Zu Gast sind die Film- und Medienwissenschaftler*innen Kathrin Rothemund und Matthias Christen (Bayreuth), Camilla Fojas (Virginia) und Laura Rascaroli (Cork). In vier transdisziplinären Diskussionsforen werden weitere 14 Wissenschaftler*innen ihre Forschungsperspektiven auf die Thematik präsentieren.

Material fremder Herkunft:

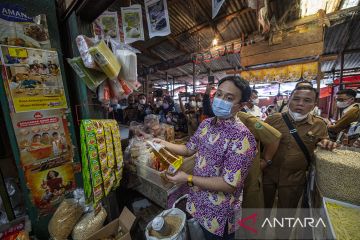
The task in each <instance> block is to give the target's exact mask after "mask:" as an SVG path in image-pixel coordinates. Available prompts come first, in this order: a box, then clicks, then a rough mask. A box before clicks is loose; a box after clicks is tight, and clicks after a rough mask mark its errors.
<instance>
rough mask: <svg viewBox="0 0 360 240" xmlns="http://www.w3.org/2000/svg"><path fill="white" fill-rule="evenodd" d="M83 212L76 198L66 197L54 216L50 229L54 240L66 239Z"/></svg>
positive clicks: (51, 221) (59, 205)
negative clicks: (64, 199)
mask: <svg viewBox="0 0 360 240" xmlns="http://www.w3.org/2000/svg"><path fill="white" fill-rule="evenodd" d="M82 214H83V208H82V206H81V205H80V204H79V203H78V202H77V201H76V200H75V199H65V200H64V201H62V202H61V204H60V205H59V207H58V208H57V209H56V211H55V213H54V215H53V216H52V218H51V220H50V222H49V225H48V230H49V233H50V236H51V237H52V238H53V239H54V240H65V239H67V238H68V236H69V235H70V233H71V231H72V230H73V228H74V226H75V224H76V223H77V221H78V220H79V218H80V217H81V215H82Z"/></svg>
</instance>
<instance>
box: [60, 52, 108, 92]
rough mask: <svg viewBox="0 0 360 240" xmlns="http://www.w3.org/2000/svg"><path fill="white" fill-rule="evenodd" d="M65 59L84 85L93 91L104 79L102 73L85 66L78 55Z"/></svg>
mask: <svg viewBox="0 0 360 240" xmlns="http://www.w3.org/2000/svg"><path fill="white" fill-rule="evenodd" d="M67 61H68V63H69V64H70V66H71V67H72V69H73V70H74V71H75V72H76V74H77V75H78V76H79V77H80V78H81V80H83V81H84V82H85V84H86V86H87V87H88V88H89V89H90V90H91V91H93V92H95V91H96V88H97V87H98V86H99V85H100V84H101V83H102V82H104V81H105V80H106V75H105V74H104V73H102V72H99V71H95V70H92V69H89V68H87V67H86V66H85V65H84V63H83V60H82V59H81V58H80V57H75V58H72V59H70V58H68V59H67Z"/></svg>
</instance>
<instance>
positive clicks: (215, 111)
mask: <svg viewBox="0 0 360 240" xmlns="http://www.w3.org/2000/svg"><path fill="white" fill-rule="evenodd" d="M211 107H212V110H213V112H214V114H215V116H217V117H221V118H230V117H231V109H232V107H233V104H232V103H231V102H228V101H225V100H222V99H220V98H214V101H213V104H212V106H211Z"/></svg>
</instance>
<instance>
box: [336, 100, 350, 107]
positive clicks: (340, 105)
mask: <svg viewBox="0 0 360 240" xmlns="http://www.w3.org/2000/svg"><path fill="white" fill-rule="evenodd" d="M336 106H337V107H338V108H347V107H348V106H350V103H349V101H345V102H339V101H337V102H336Z"/></svg>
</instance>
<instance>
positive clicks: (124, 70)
mask: <svg viewBox="0 0 360 240" xmlns="http://www.w3.org/2000/svg"><path fill="white" fill-rule="evenodd" d="M115 55H116V58H117V60H118V61H119V63H120V64H121V66H122V68H121V71H120V74H119V76H120V78H121V79H124V80H126V81H128V82H135V81H137V57H136V53H134V52H131V51H129V50H116V52H115Z"/></svg>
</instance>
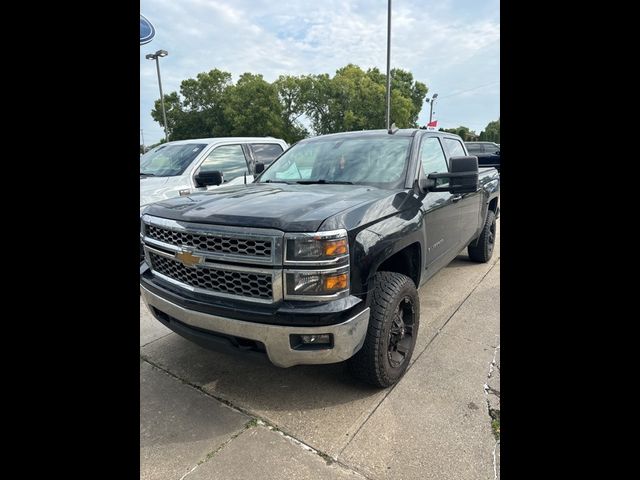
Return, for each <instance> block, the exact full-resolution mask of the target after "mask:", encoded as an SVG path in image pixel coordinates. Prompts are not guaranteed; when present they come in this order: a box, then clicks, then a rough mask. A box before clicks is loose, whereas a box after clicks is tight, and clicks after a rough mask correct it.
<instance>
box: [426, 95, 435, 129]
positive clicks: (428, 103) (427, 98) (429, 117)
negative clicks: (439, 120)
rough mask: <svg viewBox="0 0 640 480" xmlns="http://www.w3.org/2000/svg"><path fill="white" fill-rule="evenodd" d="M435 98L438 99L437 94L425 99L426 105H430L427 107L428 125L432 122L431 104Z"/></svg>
mask: <svg viewBox="0 0 640 480" xmlns="http://www.w3.org/2000/svg"><path fill="white" fill-rule="evenodd" d="M436 98H438V94H437V93H434V94H433V97H431V98H427V100H426V101H427V103H428V104H430V107H429V123H431V121H432V120H433V102H435V100H436Z"/></svg>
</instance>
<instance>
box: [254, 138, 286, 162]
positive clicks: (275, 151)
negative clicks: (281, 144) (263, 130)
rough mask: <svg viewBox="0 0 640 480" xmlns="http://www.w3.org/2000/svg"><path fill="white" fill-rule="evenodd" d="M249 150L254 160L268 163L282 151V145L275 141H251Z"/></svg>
mask: <svg viewBox="0 0 640 480" xmlns="http://www.w3.org/2000/svg"><path fill="white" fill-rule="evenodd" d="M251 150H253V158H255V160H256V162H262V163H264V164H265V165H269V164H270V163H271V162H273V161H274V160H275V159H276V158H277V157H278V156H279V155H280V154H281V153H282V147H281V146H280V145H278V144H277V143H252V144H251Z"/></svg>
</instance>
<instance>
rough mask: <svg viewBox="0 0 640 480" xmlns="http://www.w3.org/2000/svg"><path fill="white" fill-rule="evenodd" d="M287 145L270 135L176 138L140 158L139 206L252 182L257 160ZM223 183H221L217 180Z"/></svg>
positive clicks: (265, 156)
mask: <svg viewBox="0 0 640 480" xmlns="http://www.w3.org/2000/svg"><path fill="white" fill-rule="evenodd" d="M288 147H289V146H288V145H287V143H286V142H285V141H284V140H281V139H278V138H272V137H222V138H199V139H195V140H177V141H175V142H168V143H163V144H161V145H158V146H157V147H155V148H153V149H151V150H149V151H148V152H147V153H145V154H144V155H143V156H142V157H140V208H142V207H144V206H145V205H148V204H150V203H153V202H158V201H160V200H164V199H166V198H171V197H177V196H180V195H189V194H190V193H194V192H204V191H206V190H210V189H212V188H217V187H218V186H220V185H234V184H237V183H243V182H244V179H245V174H246V179H247V183H249V182H252V181H253V173H254V171H255V170H254V169H255V164H256V163H257V162H260V163H263V164H264V165H265V166H266V165H268V164H270V163H271V162H272V161H273V160H275V159H276V158H277V157H278V156H280V154H281V153H282V152H283V151H284V150H286V149H287V148H288ZM220 182H222V183H220Z"/></svg>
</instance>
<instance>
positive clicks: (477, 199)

Neben zwei kuratierten Kurzfilmprogrammen werden Raritäten des internationalen Kinos quer durch die Filmgeschichte jeweils mit einer Einführung gezeigt: u.a. der Stummfilm RAMONA (von D.W. Griffith, USA 1910), der Arbeiterfilm REDES (Netze, Fred Zinneman, Emilio Gómez Muriel, MEX 1936), das Diskriminierungsdrama NOTHING BUT A MAN (Michael Roemer, USA 1964), der politische Thriller EL NORTEe (Der Norden, Gregory Nava, USA 1983), der Spielfilm THE  WORLD (Jia Zhangke, CHI 2004), der Dokumentarfilm SACRO GRA (Das andere Rom, Gianfranco Rosi, IT 2013), der Coming-of-Age-Film BANDE DES FILLES (Mädchenbande, Céline Sciamma, F 2014), sowie das experimentelle Filmereignis LES SAUTEURS (Those Who Jump, Moritz Siebert, Estephan Wagner und Abou Bakar Sidibé, DK 2016).

BANDE DE FILLES (Mädchenbande, Céline Sciamma, F 2014) © Peripher
BANDE DE FILLES (Mädchenbande, Céline Sciamma, F 2014) © Peripher

Ein Rahmenprogramm ergänzt die Filmvorführungen. Dazu gehören eine interaktive Virtual-Reality-Installation in Kooperation mit dem IRIS (International Research Centre for Interactive Storytelling), Leeds und der Leeds Trinity Universität, UK und die von dem Kulturzentrum Schlachthof e.V. initiierte Migrationsausstellung „100 Faces - 100 Stories“. Die Ausstellung ist vom 24. April bis zum 13. Mai 2018 im CITY 46 zu sehen.